FMSS improvement at 6 months, SB623: +8.3; Control, +2.3

Kawabori and colleagues conducted a 1-year, multicenter, double-blind, randomized, surgical sham-controlled trial of 61 patients (mean age, 34.4 years; men, 70.5%; median time since injury, 68.9 months) who were at least 12 months past the initial TBI. Patients had Glasgow Outcome Scale-Extended scores of 3 to 6 and focal cerebral injuries that were visible on MRI that correlated with chronic motor deficits. The mean Fugl-Meyer Motor Scale (FMMS) score at baseline was 52.2 in patients who received the SB623 implant and 52.3 in controls.
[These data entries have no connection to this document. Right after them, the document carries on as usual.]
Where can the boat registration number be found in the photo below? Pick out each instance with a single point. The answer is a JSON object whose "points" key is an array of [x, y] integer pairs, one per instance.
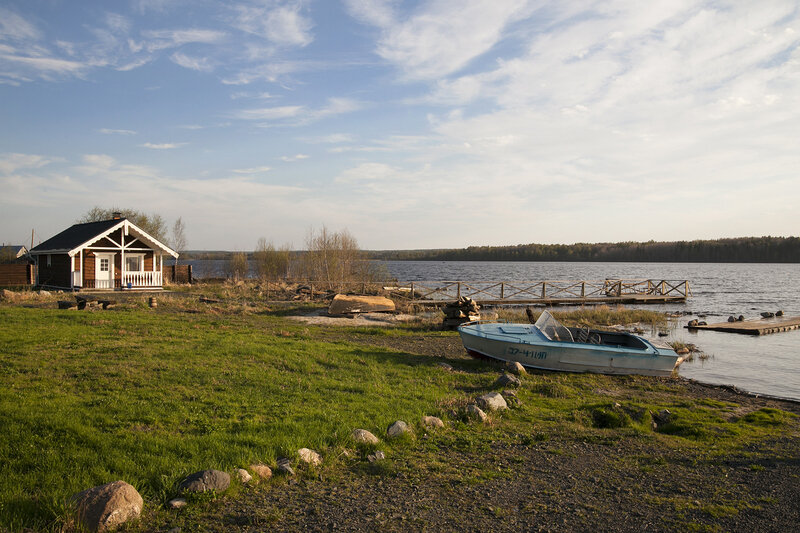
{"points": [[527, 353]]}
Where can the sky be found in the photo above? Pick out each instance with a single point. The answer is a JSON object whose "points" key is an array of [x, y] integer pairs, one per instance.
{"points": [[422, 124]]}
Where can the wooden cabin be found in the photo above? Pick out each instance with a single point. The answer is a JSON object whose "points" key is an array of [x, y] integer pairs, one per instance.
{"points": [[110, 254]]}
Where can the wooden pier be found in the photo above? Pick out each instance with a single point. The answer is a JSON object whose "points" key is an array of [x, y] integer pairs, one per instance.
{"points": [[753, 327], [547, 292]]}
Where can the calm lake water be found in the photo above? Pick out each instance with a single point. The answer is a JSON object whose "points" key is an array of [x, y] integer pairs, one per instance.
{"points": [[767, 364]]}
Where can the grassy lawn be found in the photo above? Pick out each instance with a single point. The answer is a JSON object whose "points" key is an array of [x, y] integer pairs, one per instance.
{"points": [[151, 395]]}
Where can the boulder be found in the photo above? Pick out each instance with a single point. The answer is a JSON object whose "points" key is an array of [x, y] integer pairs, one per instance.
{"points": [[206, 480], [347, 304], [285, 466], [397, 429], [515, 368], [492, 401], [475, 413], [310, 457], [362, 436], [106, 507], [375, 457], [507, 380], [262, 471], [243, 475], [432, 422], [176, 503]]}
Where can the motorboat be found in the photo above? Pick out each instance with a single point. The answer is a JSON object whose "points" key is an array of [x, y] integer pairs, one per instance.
{"points": [[549, 345]]}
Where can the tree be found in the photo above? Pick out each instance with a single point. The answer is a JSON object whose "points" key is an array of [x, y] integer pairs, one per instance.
{"points": [[178, 237], [237, 266], [271, 263], [335, 258], [153, 224]]}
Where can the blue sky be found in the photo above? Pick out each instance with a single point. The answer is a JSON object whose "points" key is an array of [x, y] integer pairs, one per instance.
{"points": [[420, 124]]}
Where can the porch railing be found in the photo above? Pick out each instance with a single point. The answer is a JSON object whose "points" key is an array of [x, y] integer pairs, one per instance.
{"points": [[141, 279]]}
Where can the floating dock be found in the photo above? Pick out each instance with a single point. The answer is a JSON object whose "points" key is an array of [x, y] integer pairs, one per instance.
{"points": [[754, 327]]}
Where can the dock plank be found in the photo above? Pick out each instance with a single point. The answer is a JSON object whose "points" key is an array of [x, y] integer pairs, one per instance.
{"points": [[754, 327]]}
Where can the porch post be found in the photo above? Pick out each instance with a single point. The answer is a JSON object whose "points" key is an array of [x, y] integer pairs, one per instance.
{"points": [[122, 260]]}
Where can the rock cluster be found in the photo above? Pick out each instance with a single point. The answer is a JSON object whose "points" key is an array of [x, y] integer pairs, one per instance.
{"points": [[463, 310]]}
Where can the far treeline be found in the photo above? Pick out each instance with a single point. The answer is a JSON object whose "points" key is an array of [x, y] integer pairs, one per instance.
{"points": [[738, 250]]}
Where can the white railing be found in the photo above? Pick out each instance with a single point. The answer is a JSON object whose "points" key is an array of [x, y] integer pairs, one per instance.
{"points": [[141, 279]]}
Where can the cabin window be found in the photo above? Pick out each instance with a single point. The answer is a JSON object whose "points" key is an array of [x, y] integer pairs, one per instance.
{"points": [[134, 263]]}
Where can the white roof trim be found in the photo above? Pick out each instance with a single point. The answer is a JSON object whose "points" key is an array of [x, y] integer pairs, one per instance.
{"points": [[127, 225]]}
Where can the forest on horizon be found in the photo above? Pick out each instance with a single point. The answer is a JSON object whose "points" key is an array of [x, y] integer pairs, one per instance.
{"points": [[734, 250]]}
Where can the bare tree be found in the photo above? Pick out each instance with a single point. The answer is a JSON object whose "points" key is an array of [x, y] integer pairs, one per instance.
{"points": [[334, 258], [178, 237], [271, 262], [237, 266]]}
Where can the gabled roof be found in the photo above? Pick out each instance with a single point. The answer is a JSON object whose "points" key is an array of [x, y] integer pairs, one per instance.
{"points": [[17, 250], [80, 236]]}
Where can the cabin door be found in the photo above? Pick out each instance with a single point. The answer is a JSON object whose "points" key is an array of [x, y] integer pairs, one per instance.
{"points": [[104, 271]]}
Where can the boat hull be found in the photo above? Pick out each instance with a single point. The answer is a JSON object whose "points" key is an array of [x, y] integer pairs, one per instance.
{"points": [[533, 352]]}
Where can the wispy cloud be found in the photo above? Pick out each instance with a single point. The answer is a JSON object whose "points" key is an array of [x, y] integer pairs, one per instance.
{"points": [[201, 64], [253, 170], [293, 158], [282, 25], [441, 37], [109, 131], [11, 162], [162, 146], [297, 114]]}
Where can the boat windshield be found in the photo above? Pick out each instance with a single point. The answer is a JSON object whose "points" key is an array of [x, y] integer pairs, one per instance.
{"points": [[552, 328]]}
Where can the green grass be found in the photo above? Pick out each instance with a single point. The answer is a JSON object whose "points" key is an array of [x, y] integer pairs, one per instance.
{"points": [[151, 395]]}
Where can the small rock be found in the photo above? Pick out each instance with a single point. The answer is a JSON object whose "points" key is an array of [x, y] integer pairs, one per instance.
{"points": [[507, 380], [243, 475], [375, 457], [285, 466], [511, 398], [309, 456], [262, 471], [661, 417], [475, 413], [363, 436], [515, 368], [176, 503], [432, 422], [206, 480], [397, 429], [492, 401], [105, 507]]}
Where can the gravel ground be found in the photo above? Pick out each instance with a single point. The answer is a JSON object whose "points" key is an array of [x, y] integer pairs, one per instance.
{"points": [[631, 484]]}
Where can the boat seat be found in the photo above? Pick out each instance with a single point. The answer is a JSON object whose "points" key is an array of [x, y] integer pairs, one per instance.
{"points": [[586, 336]]}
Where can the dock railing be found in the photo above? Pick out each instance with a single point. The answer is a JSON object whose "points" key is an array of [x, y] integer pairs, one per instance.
{"points": [[547, 292]]}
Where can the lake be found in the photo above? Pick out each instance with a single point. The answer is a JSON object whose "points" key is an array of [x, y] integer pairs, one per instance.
{"points": [[767, 364]]}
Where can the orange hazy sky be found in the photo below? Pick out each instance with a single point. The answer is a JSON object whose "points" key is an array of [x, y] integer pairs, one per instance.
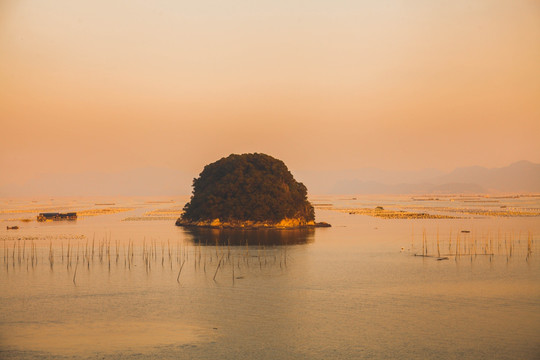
{"points": [[109, 85]]}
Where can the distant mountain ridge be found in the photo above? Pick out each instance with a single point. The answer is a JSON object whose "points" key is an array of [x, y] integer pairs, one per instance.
{"points": [[518, 177]]}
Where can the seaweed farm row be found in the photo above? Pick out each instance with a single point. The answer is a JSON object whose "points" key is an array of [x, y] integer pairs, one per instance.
{"points": [[215, 262], [506, 245]]}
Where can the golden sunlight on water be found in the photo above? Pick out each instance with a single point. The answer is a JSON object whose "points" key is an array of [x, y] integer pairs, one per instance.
{"points": [[107, 336], [123, 284]]}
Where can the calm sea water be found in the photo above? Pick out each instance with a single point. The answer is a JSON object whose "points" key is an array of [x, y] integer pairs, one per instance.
{"points": [[136, 288]]}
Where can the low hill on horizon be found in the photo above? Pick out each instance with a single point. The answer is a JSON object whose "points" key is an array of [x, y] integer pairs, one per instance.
{"points": [[518, 177]]}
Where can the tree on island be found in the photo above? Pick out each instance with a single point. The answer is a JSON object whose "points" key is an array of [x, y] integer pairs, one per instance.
{"points": [[254, 188]]}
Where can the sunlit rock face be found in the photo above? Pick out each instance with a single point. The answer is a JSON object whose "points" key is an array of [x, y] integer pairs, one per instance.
{"points": [[248, 191]]}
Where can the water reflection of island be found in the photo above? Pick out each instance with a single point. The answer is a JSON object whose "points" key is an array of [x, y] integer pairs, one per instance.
{"points": [[262, 237]]}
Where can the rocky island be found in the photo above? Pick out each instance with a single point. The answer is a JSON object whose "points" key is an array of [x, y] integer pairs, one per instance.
{"points": [[248, 191]]}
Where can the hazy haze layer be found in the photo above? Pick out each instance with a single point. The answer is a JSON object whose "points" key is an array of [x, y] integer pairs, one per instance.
{"points": [[110, 86]]}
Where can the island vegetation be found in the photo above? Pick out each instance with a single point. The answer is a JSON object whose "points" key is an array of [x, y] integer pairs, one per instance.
{"points": [[248, 191]]}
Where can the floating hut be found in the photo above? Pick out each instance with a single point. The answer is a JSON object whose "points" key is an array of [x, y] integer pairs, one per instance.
{"points": [[57, 216]]}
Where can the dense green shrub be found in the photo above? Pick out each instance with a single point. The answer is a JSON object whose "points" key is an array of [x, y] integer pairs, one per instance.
{"points": [[254, 187]]}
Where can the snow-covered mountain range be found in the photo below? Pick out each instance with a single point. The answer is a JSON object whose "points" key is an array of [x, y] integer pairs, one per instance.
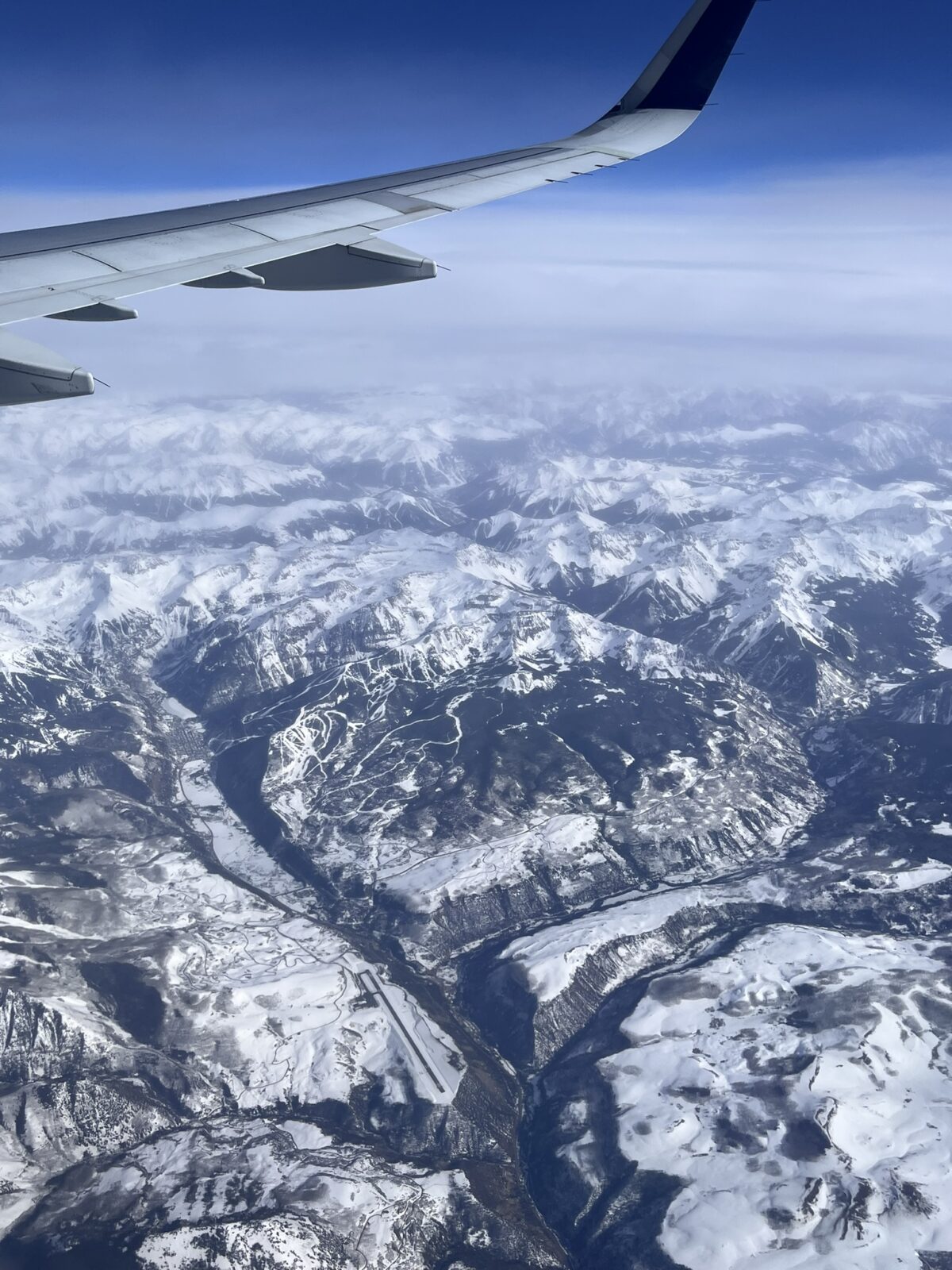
{"points": [[478, 832]]}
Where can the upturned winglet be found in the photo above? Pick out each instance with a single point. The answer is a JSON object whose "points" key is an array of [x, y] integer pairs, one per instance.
{"points": [[685, 71]]}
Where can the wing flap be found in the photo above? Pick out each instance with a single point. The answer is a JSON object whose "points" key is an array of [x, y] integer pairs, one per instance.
{"points": [[63, 270]]}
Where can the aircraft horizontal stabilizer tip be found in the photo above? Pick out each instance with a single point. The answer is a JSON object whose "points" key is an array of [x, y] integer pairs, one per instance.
{"points": [[687, 67]]}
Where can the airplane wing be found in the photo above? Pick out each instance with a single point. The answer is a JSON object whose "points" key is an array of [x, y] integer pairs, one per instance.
{"points": [[325, 238]]}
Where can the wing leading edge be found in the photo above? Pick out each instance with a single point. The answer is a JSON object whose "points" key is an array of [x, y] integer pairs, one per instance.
{"points": [[325, 238]]}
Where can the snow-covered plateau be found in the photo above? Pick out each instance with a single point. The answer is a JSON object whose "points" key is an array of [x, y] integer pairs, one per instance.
{"points": [[479, 833]]}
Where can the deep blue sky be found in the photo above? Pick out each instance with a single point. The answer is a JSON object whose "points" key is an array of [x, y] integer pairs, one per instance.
{"points": [[190, 94]]}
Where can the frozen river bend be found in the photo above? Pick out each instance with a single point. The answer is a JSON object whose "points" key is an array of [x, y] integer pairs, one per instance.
{"points": [[478, 833]]}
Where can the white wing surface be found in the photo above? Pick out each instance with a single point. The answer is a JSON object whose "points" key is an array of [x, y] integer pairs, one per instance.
{"points": [[327, 237]]}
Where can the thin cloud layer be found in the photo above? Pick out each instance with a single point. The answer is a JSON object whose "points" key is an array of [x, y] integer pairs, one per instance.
{"points": [[838, 279]]}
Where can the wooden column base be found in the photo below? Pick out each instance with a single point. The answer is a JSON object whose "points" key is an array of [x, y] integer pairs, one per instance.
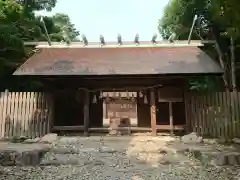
{"points": [[153, 110]]}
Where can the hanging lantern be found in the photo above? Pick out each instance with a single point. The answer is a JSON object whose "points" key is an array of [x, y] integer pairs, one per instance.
{"points": [[78, 96], [159, 98], [140, 94], [127, 94], [100, 95], [94, 99], [145, 100], [133, 98], [114, 94], [107, 98]]}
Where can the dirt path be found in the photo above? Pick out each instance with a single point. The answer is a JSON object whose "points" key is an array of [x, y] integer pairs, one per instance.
{"points": [[133, 158]]}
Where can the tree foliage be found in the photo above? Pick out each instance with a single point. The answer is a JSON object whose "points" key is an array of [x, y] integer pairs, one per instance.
{"points": [[217, 20], [19, 24]]}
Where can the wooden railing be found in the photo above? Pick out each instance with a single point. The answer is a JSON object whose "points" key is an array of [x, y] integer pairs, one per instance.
{"points": [[24, 114], [213, 114]]}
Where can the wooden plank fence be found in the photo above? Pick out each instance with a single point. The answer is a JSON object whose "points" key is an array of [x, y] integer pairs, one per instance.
{"points": [[214, 115], [25, 114]]}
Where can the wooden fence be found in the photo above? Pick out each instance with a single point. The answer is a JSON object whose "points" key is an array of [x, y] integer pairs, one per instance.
{"points": [[214, 114], [24, 114]]}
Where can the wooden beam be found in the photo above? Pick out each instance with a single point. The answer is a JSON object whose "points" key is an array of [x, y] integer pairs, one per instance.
{"points": [[153, 112], [86, 113]]}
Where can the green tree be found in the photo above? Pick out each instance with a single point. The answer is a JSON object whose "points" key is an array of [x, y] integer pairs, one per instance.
{"points": [[19, 24]]}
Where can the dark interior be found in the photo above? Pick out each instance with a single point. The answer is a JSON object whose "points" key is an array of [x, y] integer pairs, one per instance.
{"points": [[96, 111], [178, 110]]}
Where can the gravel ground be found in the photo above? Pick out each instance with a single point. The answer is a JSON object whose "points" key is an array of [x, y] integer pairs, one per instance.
{"points": [[123, 158]]}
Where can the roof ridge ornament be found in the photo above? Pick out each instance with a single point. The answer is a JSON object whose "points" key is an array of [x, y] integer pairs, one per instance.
{"points": [[102, 41], [85, 41], [154, 38], [119, 38]]}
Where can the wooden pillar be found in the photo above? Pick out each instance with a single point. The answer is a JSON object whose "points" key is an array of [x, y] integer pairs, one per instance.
{"points": [[86, 113], [171, 118], [153, 112]]}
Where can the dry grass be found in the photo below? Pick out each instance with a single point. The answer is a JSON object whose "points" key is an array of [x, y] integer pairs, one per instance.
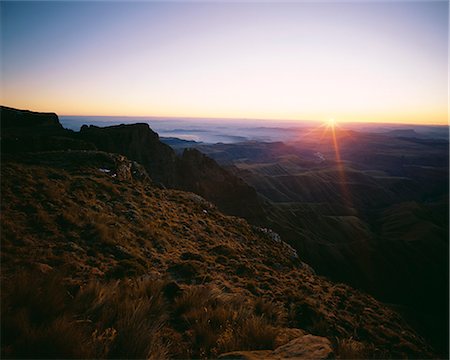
{"points": [[133, 319], [98, 232]]}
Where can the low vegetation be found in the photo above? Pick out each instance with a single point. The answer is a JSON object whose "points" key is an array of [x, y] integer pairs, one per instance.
{"points": [[97, 266]]}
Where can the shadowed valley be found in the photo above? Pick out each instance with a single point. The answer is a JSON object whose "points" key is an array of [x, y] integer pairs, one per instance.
{"points": [[141, 253]]}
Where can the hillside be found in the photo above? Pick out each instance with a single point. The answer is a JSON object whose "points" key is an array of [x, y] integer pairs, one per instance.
{"points": [[377, 219], [213, 283], [96, 252]]}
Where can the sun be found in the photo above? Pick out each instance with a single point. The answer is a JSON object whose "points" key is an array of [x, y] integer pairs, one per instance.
{"points": [[331, 123]]}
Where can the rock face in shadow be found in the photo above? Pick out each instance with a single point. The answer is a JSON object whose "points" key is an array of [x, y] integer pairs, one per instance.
{"points": [[138, 142], [303, 348], [202, 175], [14, 120], [193, 171], [23, 130]]}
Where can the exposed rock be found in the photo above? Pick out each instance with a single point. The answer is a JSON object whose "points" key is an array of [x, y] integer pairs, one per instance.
{"points": [[139, 143], [303, 348], [306, 347], [23, 131], [287, 334]]}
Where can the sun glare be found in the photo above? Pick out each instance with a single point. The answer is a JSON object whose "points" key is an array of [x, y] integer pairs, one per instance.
{"points": [[331, 123]]}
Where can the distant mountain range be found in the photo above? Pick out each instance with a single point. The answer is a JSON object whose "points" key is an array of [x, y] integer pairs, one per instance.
{"points": [[106, 204]]}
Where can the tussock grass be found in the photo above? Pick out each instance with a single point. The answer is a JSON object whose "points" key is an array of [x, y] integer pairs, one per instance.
{"points": [[129, 318]]}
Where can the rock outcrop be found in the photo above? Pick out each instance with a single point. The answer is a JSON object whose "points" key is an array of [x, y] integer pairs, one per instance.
{"points": [[139, 143], [303, 348]]}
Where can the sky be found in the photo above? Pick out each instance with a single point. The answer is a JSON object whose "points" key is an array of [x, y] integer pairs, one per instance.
{"points": [[363, 61]]}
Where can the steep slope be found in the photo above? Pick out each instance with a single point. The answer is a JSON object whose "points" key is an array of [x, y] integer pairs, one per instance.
{"points": [[138, 142], [192, 171], [23, 131], [199, 276]]}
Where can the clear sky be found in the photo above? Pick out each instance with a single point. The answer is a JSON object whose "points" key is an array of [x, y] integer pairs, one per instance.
{"points": [[352, 61]]}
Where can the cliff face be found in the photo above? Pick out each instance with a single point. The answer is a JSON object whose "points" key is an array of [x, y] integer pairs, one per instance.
{"points": [[137, 142], [24, 131], [193, 171], [14, 120], [193, 283], [202, 175]]}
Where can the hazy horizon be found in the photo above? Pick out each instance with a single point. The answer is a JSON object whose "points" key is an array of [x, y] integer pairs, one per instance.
{"points": [[380, 62]]}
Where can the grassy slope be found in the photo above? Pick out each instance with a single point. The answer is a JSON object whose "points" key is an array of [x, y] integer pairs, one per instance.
{"points": [[193, 281]]}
Researchers randomly assigned patients to receive either the SB623 implant (n = 46) or sham surgery (n = 15). The treatment group was further randomly assigned to 2.5x106 (n = 15), 5x106 (n = 15) or 10x106 (n = 16). They wrote that SB623 cells “are produced by the transient transfection of MSCs with a plasmid containing the human Notch-1 intracellular domain” and “increases [cells’] ability to secrete trophic factors, chemotactic factors and deposit extracellular matrix proteins which may support damaged neural cells.” The proprietary formulation is also being developed for other indications including spinal cord injury, according to SanBio.

Significant improvement of FMMS scores from baseline at 6 months served as the study’s primary endpoint. Researchers selected FMMS score, which is “well-established as a measure of motor impairment” and often used as a measurement of chronic stroke recovery, as the primary endpoint “because of its reliability and validity in measuring changes in patients with persistent motor deficits.”

FMSS scores improved more in patients treated with SB623 compared with controls at 6 months (least square [LS] mean, +8.3 vs. +2.3); the LS mean difference between scores was 6 (95% CI, 0.3-11.8). Patients in the 5.0x106 group saw the greatest FMMS score improvements at 6 months (+10.9 vs. +2.4 point improvement; P = .002) and had the highest percentage of patients whose FMMS scores improved by 10 or more points (53.3%).

No dose-limiting toxicities or deaths occurred. Treatment-emergent adverse events occurred in 100% of patients treated with SB623 compared with 93.3% of controls, though this difference was not statistically significant. Headache of mild or moderate severity was the most common treatment-emergent adverse event in both the SB623 pooled group (50%) and the control group (26.7%).

“In this interim analysis of a first double-blind, randomized, controlled clinical trial of cell therapy for chronic motor deficits secondary to TBI, treatment with SB623 cells appeared to be safe and was associated with statistically significant improvement of the Fugl-Meyer Motor Scale at 6 months,” the researchers wrote. “The favorable safety and efficacy outcomes reported here demonstrate the need for functional imaging studies and confirmatory Phase 3 clinical trials of SB623 cells for the treatment of chronic motor deficits secondary to TBI.”